I don’t remember being aware of Earth Day until several years later, but I vividly remember a PSA from “Keep America Beautiful” that aired in conjunction with Earth Day in 1971. I can honestly say that this PSA will forever be imprinted on my brain. It featured a Native American, dressed in traditional clothing, paddling a canoe on a river. While the river looks pristine at first, as he paddled, trash and litter begin to float past. Signs of industrial development are seen – a barge belching smoke, and tall cranes crowd the horizon. Pulling the canoe onto the shore, the man looks out over a busy highway. The ground where he stands is covered with litter, and as he watches, someone throws a bag of trash out of the window of a speeding car. The bag lands at the man’s feet and its contents scatter in every direction. There are only a few words of narration, but the closing statement is “People start pollution, people can stop it.” This is said as the man turns to face the camera. As the shot pulls in tightly on the man’s face, you see a single tear tracing its way down his cheek.
Oh that tear! Even as a little girl, that tear pulled at my heart and my growing environmental conscience. It would be many years before I learned about the concept of stewardship, but in my childish way I understood that the earth God created needed protecting. Watching that PSA I made a vow that I would be a person who stopped pollution. I know that I have not fully kept that promise, but to this day if even a gum wrapper escapes my grasp and blows away to land as litter somewhere on God’s earth, I feel terrible. It feels like I’ve caused more tears to etch the man’s face.
I’m writing this article on Earth Day. Although I’m not participating in any organized observance of it, I take the day and what it stands for seriously. However I know that I don’t do enough to make good on my vow to be a steward. I haven’t calculated my personal carbon footprint recently, but I have no doubt it is much larger than it should be. I realize that people see the environment – how we treat it, how we use its resources – in disparate ways. Yet I always return to the verse from Genesis quoted at the beginning of this essay. “God saw everything that He had made, and indeed, it was very good.” What God made, God saw as good. Good seems such a simple little word. We often use it in a throwaway manner. “How was that hamburger?” “It was good.” But in the context of these 13 words, I see good as having a much bigger, much deeper meaning.

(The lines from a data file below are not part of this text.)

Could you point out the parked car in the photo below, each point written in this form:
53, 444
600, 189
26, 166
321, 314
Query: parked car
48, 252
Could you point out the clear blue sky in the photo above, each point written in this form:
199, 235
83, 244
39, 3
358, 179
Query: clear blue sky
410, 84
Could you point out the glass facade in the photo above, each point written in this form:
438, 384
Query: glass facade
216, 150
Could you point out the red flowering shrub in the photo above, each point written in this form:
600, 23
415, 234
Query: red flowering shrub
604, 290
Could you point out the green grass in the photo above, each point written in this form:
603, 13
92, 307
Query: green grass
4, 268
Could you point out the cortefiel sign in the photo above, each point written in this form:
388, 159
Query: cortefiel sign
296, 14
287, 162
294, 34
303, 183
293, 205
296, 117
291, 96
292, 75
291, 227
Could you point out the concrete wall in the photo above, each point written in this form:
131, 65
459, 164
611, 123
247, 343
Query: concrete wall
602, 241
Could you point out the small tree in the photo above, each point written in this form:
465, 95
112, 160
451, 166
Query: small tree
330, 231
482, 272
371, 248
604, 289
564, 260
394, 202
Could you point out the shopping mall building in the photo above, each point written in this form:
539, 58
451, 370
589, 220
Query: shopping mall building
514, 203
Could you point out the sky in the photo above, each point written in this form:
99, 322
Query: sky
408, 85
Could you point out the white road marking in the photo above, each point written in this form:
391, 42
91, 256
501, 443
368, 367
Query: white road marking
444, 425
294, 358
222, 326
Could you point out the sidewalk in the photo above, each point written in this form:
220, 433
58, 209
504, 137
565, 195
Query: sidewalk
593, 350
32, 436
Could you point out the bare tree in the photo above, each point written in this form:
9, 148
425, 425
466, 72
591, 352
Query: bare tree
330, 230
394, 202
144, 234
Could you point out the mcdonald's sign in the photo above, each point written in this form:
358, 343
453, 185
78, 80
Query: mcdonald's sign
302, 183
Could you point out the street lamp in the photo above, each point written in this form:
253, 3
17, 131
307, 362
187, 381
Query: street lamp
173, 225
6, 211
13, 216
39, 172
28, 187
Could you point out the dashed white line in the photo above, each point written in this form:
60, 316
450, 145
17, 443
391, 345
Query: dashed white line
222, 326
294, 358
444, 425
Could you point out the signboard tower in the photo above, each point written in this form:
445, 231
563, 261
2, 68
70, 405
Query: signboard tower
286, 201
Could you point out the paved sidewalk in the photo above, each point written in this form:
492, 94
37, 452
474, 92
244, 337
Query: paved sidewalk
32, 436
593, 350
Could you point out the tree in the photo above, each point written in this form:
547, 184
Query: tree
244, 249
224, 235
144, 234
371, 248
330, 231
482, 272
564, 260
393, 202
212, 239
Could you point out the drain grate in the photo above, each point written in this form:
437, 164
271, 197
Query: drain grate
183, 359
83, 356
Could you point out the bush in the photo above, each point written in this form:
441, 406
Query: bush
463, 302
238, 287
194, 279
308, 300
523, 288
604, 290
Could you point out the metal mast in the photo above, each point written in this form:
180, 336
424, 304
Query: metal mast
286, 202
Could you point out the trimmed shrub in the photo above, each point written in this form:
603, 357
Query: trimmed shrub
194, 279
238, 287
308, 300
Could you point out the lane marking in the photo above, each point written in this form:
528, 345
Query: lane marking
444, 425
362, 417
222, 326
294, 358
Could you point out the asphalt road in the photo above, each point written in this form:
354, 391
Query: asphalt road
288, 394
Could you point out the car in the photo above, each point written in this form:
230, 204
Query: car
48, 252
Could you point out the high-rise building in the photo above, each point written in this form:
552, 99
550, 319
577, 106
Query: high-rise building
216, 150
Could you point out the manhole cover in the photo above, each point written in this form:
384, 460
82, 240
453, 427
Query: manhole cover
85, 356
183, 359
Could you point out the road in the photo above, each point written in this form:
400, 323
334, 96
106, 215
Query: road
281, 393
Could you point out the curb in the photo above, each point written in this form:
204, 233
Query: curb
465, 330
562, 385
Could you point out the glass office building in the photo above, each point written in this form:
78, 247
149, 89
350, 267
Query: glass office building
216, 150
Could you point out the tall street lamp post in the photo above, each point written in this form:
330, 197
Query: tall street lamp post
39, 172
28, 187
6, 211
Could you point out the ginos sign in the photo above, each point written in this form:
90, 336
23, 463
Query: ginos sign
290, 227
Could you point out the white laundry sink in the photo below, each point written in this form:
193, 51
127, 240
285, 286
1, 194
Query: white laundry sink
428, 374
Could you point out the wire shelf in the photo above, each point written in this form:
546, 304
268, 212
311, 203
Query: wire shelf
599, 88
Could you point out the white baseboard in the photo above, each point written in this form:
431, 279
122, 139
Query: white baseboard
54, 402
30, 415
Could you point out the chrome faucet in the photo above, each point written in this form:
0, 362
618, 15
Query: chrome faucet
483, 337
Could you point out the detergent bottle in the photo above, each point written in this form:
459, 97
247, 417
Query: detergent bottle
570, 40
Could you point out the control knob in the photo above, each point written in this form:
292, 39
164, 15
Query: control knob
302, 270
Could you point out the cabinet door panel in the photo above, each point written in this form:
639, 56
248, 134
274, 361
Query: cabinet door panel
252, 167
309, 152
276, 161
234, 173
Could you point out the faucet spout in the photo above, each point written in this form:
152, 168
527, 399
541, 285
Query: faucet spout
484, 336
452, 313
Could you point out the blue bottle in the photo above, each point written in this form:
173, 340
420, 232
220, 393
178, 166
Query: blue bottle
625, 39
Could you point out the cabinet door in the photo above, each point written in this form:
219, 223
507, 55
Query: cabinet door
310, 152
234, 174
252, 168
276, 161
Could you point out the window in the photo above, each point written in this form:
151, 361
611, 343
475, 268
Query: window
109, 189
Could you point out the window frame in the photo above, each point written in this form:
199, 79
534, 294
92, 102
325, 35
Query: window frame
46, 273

My thoughts about the word good are not based on anything but my own gut intuition, so take them with the grain of salt that’s implied. God’s good is not just nice or nifty. I think when God saw that His creation was good, that means it was complete. It was whole, perfect, beautiful, and abundant with verdant life. God did not make this good creation only for himself. God made it as a gift – for the first humans and for us. When my kids treat things they’ve been given with reckless abandon, I wholeheartedly express my displeasure. My parents did the same with me. Yet if I truly see creation, God’s earth as a gift, how can I treat it with reckless abandon?. But I do – far too often. So on this Earth Day, I vow once again to treat every day as Earth Day, to redouble my efforts to show God’s gift loving care. I will do everything that I can to live up to the promise I made back when. I want to live and care for God’s beautiful gift of creation in such a way that no more tears will stream down that crying man’s face. That will be good indeed.
 My rock historian boyfriend, Brent Stoker (who knows more about The Beatles than anyone I’ve ever met), clarified that “Let It Be” was their last released album, but “Abbey Road” was their last recorded album.